= Christina Jackson =

British civil engineer

Christina Jackson is a British civil engineer specializing in geotechnical engineering. She is a Chartered Engineer (CEng) and a Fellow of the Institution of Civil Engineers (ICE) and Professor in the School of Engineering at the University of Birmingham. Her work has included coordinating the treatment of abandoned limestone workings in the Black Country, leading land reclamation and contributing to major works on the M40 and M6 Toll. Jackson became the first woman elected chair at the Institution of Civil Engineers West Midlands in 2004.

== Education ==

Jackson received a BSc from the University of Leeds and a master's degree from Cornell University, in Civil and Geotechnical Engineering respectively.

== Career ==

- 1978–1980: Ove Arup as a graduate engineer.
- 1980–1982: Cornell University as a graduate teaching and research assistant.
- 1983–2009: Ove Arup in Midlands, started as Geotechnical engineer and promoted to senior Geotechnical engineer, then Regional associate to associate director.
- 2009–2016: Amey as principal Engineering Manager and Technical Director to Geotechnical department.
- 2015–present: Royal Academy of Engineering, Visiting professor of Asset Management in the School of Engineering, at University of Birmingham.
- 2016 onwards: CH2M/Jacobs, Birmingham as a Technical Director to the Geotechnical department.

== Awards ==

- Shortlisted for the WISE Award for Leadership and Inspiration in 2012.
- 2015 recipient of the Lifetime achievement in engineering award from Women in Construction and Engineering.
- Chartered Institution of Highways & Transportation West Midlands Awards 2019 Winner for Best Large Project for the Worcester Battenhall Rail Bridge.
- Judge for the 2019 the WICE awards (European Women In Construction & Engineering Awards).

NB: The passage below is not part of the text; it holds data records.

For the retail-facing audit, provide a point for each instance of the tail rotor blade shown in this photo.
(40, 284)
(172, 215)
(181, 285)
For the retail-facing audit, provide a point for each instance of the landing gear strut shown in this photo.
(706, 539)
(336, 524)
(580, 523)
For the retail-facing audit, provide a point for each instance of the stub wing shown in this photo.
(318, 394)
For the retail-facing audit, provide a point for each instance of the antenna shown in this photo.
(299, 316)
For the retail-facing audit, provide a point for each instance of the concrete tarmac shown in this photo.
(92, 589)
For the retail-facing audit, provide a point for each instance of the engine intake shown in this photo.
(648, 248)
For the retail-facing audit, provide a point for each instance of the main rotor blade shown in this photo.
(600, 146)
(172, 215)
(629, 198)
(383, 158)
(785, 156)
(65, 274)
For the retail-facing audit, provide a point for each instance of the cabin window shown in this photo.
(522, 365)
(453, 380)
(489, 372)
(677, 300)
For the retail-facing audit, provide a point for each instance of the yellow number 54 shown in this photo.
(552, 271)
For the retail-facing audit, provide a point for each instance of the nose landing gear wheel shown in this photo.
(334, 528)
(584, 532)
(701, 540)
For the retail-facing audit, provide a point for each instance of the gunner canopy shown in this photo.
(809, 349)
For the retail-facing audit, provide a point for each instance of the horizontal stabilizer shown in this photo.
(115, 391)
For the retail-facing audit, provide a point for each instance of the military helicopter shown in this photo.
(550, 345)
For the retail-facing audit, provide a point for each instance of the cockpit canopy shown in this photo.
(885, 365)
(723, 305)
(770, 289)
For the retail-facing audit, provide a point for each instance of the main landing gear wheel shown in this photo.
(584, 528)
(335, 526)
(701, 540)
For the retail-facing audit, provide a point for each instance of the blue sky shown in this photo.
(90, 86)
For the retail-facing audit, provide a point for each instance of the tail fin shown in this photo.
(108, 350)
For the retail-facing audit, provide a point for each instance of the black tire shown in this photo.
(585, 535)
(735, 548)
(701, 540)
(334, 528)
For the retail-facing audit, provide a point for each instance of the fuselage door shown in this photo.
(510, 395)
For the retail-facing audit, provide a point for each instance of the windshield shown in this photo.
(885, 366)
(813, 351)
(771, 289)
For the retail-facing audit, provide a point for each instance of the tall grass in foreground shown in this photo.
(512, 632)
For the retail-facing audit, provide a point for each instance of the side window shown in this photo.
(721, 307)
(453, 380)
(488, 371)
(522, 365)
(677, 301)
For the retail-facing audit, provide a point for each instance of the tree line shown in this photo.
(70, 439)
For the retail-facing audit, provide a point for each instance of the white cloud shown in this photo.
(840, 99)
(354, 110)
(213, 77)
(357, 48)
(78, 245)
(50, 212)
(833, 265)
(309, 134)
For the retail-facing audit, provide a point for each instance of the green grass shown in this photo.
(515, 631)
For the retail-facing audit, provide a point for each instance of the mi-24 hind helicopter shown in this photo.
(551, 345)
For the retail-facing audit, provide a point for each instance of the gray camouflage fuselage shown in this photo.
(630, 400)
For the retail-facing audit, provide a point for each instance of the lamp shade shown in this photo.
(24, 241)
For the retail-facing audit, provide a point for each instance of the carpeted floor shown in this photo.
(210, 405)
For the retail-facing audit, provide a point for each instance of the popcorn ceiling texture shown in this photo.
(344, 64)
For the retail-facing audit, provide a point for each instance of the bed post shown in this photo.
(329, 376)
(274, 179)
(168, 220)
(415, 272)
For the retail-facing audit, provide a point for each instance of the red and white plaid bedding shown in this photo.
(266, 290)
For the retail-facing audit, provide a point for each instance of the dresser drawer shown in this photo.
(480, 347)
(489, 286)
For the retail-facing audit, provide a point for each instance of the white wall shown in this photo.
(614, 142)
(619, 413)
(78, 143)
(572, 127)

== Selected publications ==

- Stas, C.V., and Kulhawy, F.H. Critical evaluation of design methods for foundations under axial uplift and compression loading. Final report. United States: N. p., 1984. Web.
- Jackson CV and Braithwaite PA (1988). The identification of abandoned limestone mines by site investigation methods. Proceedings of 2nd International Conference on Construction in Areas of Abandoned Mine Workings, June 1988. Engineering Technical Press, Edinburgh.
- Kulhawy FH, Jackson C and Mayene PW (1989), First order estimation of ko in Sands and Clays. Foundation engineering: Current Principles and Practices, Volume 1 ASGE, New York
- Kulhway FH and Jackson C V (1989), Some observations on Untrained Side Resistance of Drilled Shafts. Foundations Engineering: Current Principles and Practices, Volume 2, ASCE, New York
- Jackson CV (1996), Stabilisation of Cow Pasture Limestone Mine, Sandwell, West Midlands. International Conference on Environmental Management of Mining Operations, London September 1996, BC UK Conferences Limited.
- Jackson C, Lamont-Black J, Alder D and White C (2015), “Embankment failure remediation on the M5 junction 7 – a case history of electrokinetic treatment” XVI European Conference on Soil Mechanics and Geotechnical Engineering, Edinburgh 2015.